The digitizing production environment has been developed by Sound and Vision together with sonic restoration expert Harry Coster. Digitizing starts with a record player. Out of the professional players Sound and Vision chose for a Stanton ST15, basically because it also plays at the speed of 78 rpm. Also it was very easy to remove the power part of it. This little box is now placed outside the turntable to avoid disturbances. We did not choose the Stanton standard tone arm, but a specially fitted SME M2-12 arm. To get the best sound during the playback we have a small range of special styli. These are truncated elliptical styli with dimensions ranging from 0.0011” – 0.0035”.
The turntable is placed on top of a pedestal made out of heavy garden tiles. This provides stability and any movements in the area, like someone walking by, will be absorbed. To tackle the problem of the stylus receiving vibrations from noise or movements around it, the digitizing room has been partly refurnished. There is carpet on the floor and against the wall we have a few blue squares which look like Yves Klein paintings. These are sound absorbing surfaces made from felt and horsehair. For the same purpose a couple of room screens have been placed around some of the record players.

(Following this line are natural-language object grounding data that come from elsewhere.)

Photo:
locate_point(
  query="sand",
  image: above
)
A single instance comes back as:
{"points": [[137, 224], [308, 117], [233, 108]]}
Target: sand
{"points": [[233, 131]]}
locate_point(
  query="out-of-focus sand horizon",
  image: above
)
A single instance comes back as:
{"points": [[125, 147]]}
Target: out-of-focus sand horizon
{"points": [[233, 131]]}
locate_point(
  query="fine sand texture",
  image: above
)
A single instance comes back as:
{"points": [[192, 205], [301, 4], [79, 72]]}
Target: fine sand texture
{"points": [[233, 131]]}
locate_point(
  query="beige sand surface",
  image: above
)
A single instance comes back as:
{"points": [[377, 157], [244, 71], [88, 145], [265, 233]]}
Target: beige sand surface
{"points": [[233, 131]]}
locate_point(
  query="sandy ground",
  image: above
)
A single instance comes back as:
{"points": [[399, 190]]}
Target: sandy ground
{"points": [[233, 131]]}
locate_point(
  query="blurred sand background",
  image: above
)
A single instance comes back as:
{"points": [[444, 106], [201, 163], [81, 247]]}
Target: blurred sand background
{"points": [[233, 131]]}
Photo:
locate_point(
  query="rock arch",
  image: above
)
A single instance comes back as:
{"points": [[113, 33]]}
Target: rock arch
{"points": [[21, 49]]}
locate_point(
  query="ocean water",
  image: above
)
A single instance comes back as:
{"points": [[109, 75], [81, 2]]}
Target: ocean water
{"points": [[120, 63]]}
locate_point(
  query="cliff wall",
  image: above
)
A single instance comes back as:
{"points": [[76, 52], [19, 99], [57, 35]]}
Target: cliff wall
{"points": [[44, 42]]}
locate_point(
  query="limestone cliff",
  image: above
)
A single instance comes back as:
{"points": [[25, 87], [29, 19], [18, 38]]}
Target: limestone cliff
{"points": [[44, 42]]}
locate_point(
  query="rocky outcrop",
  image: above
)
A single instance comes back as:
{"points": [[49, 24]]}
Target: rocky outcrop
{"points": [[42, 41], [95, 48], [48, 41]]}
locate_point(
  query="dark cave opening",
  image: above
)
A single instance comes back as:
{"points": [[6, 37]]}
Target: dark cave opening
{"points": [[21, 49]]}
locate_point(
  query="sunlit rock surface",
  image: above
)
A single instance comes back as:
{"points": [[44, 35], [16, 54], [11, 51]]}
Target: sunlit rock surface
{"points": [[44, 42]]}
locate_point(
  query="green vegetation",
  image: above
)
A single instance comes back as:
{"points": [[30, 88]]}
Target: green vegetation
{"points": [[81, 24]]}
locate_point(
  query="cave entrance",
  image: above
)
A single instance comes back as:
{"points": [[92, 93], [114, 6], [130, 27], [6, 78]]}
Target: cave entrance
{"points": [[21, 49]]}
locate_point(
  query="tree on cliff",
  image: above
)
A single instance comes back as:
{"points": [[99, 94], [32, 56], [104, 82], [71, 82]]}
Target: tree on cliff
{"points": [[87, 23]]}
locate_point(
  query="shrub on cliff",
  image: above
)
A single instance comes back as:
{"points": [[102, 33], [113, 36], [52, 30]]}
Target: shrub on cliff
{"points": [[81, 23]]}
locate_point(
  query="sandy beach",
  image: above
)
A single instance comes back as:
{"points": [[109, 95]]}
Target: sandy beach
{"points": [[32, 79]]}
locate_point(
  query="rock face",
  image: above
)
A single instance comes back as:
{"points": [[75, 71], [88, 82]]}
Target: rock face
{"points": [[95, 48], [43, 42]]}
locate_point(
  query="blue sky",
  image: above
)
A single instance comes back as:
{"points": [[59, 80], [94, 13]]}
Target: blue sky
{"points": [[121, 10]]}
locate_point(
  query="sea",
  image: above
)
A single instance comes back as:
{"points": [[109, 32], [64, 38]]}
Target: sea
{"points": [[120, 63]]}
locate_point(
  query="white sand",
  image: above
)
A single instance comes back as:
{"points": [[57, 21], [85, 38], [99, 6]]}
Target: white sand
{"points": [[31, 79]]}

The sound from the turntable enters the pre-amplifier. We have a VADLYD MD12 MK3, from Denmark. Here the incoming signal gets ‘flat’ amplified. Because the signal is still analogue we need an ‘analogue to digital converter’, the RME Fireface. The real recording is done with the audio editing software from Nuendo 5. In accordance with international recommendations we record with a sample rate of 96KHZ and a bit depth of 24bit. After the recording we are left with a basic broadcast wave and the XML file with metadata like title, time code, stylus information or technical remarks. After the File Transfer Protocol (FTP) the file and wave arrive at Ericsson broadcasting facilities. Ericsson will make sure that the information gets it’s place in the digital Sound and Vision catalogue, called Immix. Here customers can trace it back, listen to a mp3 version and order a wav file.